2019 Columbia River Basin Salmon and Steelhead Runs Should Be Better Than 2018, Agencies Predict
- March 15, 2019
- John Harrison
Twice as many salmon and steelhead are predicted to return to the Columbia River Basin in 2019 as returned last year, Washington, Oregon, and Idaho state fish biologists reported at the Council’s March meeting. The prediction for this year is 1.3 million fish entering the Columbia River to begin the upriver journey to spawn; last year the total return was 665,000.
While that is an improvement, it is fewer than the current 10-year average of 2.21 million fish, said Dan Rawding, Columbia River policy and science coordinator for the Washington Department of Fish and Wildlife. He noted the average for the decade of the 1980s was 1.5 million, for the 1990s 988,000, and for the 2000s 2 million. The upriver component (above Bonneville Dam) of the total salmon and steelhead run is forecasted at 968,000 fish this year compared to 619,400 in 2018.
Forecasting fish returns is a bit like forecasting the weather months in advance. Fish biologists collect information on smolt migrations in previous years, ocean conditions, and returns in recent years then make educated guesses. Harvest seasons are set based on the predictions then adjusted as the fish return. In 2018 fishery managers met 28 times to adjust fisheries, with the goal of balancing conservation of the salmon and steelhead runs with providing fishing opportunities, Rawding said.
Coho are the reason for the large increase in estimated total returns in 2019. A change in ocean conditions appears to favor coho this year. As well, ocean and in-river harvest of coho has been declining since 2005. So the optimistic forecast for the 2019 coho return this fall is for 726,000 fish entering the mouth of the river. The 2018 forecast was for 286,200 coho, and the actual return was 147,300.

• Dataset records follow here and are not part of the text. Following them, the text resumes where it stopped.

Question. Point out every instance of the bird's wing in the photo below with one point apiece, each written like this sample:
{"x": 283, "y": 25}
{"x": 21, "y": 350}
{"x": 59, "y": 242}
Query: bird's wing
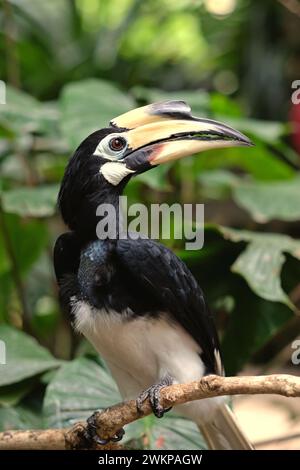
{"x": 159, "y": 273}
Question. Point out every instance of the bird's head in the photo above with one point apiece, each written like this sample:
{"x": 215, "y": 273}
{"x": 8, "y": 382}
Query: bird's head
{"x": 134, "y": 143}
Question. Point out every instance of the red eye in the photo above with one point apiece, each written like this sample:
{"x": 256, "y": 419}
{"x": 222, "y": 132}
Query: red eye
{"x": 117, "y": 143}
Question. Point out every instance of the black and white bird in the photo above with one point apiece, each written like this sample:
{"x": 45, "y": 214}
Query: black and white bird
{"x": 134, "y": 299}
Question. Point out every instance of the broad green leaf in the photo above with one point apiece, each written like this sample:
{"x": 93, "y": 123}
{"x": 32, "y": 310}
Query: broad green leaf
{"x": 79, "y": 388}
{"x": 22, "y": 113}
{"x": 253, "y": 323}
{"x": 27, "y": 238}
{"x": 273, "y": 200}
{"x": 19, "y": 417}
{"x": 83, "y": 386}
{"x": 260, "y": 264}
{"x": 31, "y": 202}
{"x": 24, "y": 357}
{"x": 11, "y": 395}
{"x": 89, "y": 105}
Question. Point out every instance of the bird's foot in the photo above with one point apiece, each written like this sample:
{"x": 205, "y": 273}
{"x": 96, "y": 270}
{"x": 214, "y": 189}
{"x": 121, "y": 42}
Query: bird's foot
{"x": 92, "y": 436}
{"x": 153, "y": 393}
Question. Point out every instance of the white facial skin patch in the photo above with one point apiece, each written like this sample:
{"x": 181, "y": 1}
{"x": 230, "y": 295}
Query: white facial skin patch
{"x": 114, "y": 172}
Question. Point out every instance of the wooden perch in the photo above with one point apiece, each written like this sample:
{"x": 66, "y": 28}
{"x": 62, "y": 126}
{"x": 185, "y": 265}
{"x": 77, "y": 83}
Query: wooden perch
{"x": 112, "y": 419}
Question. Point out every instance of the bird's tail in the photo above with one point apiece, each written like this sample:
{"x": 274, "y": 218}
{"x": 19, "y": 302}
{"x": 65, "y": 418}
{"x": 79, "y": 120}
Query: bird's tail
{"x": 224, "y": 433}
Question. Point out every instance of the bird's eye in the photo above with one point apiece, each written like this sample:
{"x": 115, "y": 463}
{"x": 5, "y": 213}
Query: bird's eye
{"x": 112, "y": 147}
{"x": 117, "y": 143}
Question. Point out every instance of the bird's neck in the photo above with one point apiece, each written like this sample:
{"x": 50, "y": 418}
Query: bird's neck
{"x": 99, "y": 216}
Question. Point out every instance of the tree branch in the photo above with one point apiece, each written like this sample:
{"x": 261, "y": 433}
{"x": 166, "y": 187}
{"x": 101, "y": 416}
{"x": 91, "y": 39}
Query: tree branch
{"x": 112, "y": 419}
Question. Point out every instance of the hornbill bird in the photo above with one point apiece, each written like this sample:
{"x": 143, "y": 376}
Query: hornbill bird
{"x": 132, "y": 298}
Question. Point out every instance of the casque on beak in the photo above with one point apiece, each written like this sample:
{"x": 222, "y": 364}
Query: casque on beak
{"x": 166, "y": 131}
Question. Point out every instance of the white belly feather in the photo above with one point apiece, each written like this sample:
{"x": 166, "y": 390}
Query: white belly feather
{"x": 140, "y": 351}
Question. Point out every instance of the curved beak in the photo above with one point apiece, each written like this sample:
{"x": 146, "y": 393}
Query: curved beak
{"x": 167, "y": 131}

Here is a look at some of the forecasts for 2019 (all of the forecasts can be viewed in the agencies’ presentations for salmon and steelhead returns to the Columbia and the Snake on the Council’s website):
Upriver (above Bonneville Dam) Columbia Spring Chinook: The 2019 forecast is 99,300; the 2018 forecast was 166,700 and the actual return was 115,000. The upper Columbia part of the run, a federal endangered species, is estimated at 11,200 total (2,100 wild); the 2018 return was 12,844 (1,977 wild). The upriver run has experienced low returns for years.
Columbia River Fall Chinook: The 2019 forecast for the total return is 340,400; the upriver component is 261,100. The total 2018 return was 291,100 fish (214,000 upriver). On average, the upriver fish (above Bonneville) have represented about 80 percent of the total return.
Columbia River chum salmon: the 2019 forecast is 10,000 fish. While the fish historically ranged as far inland as The Dalles, today nearly all chum spawn downstream of Bonneville Dam. Run sizes vary year to year and have ranged from 5,000 to about 40,000.
Sockeye: The 2019 forecast is 94,400 fish; the 2018 return was 99,000. Most of the Columbia River run spawns in the Okanagon and Wenatchee river basins, but there is a very small component of Snake River sockeye, an endangered species. The forecast for those fish in 2019 is 43 natural-origin, compared to 36 last year, and 86 hatchery fish, compared to 240 last year. Fish raised at the new sockeye hatchery in Springfield, Idaho, should help boost adult returns in future years.
Snake River fall Chinook (combined natural-origin and hatchery): 10,016 hatchery and 5,435 natural-origin fish. Those numbers are close to the 2018 returns.
Willamette spring Chinook: The forecast is for 42,490 fish in 2019, compared to a total return of 39,660 and a forecast of 55,950 in 2018.
Meanwhile, rapidly changing conditions in the ocean environment have made forecasting salmon and steelhead returns even more difficult. Brian Burke, an ocean scientist with NOAA Fisheries in Seattle, said some aspects of the ocean ecosystem appear to be back to normal, but others are still changing. In response to the variability – from warmer than normal to cooler than normal in the course of a couple years recently, with the current trend toward cooling -- he said, “my new answer is the ocean is still changing; we are seeing more variability, and ‘typical’ and ‘normal’ conditions are difficult to define.”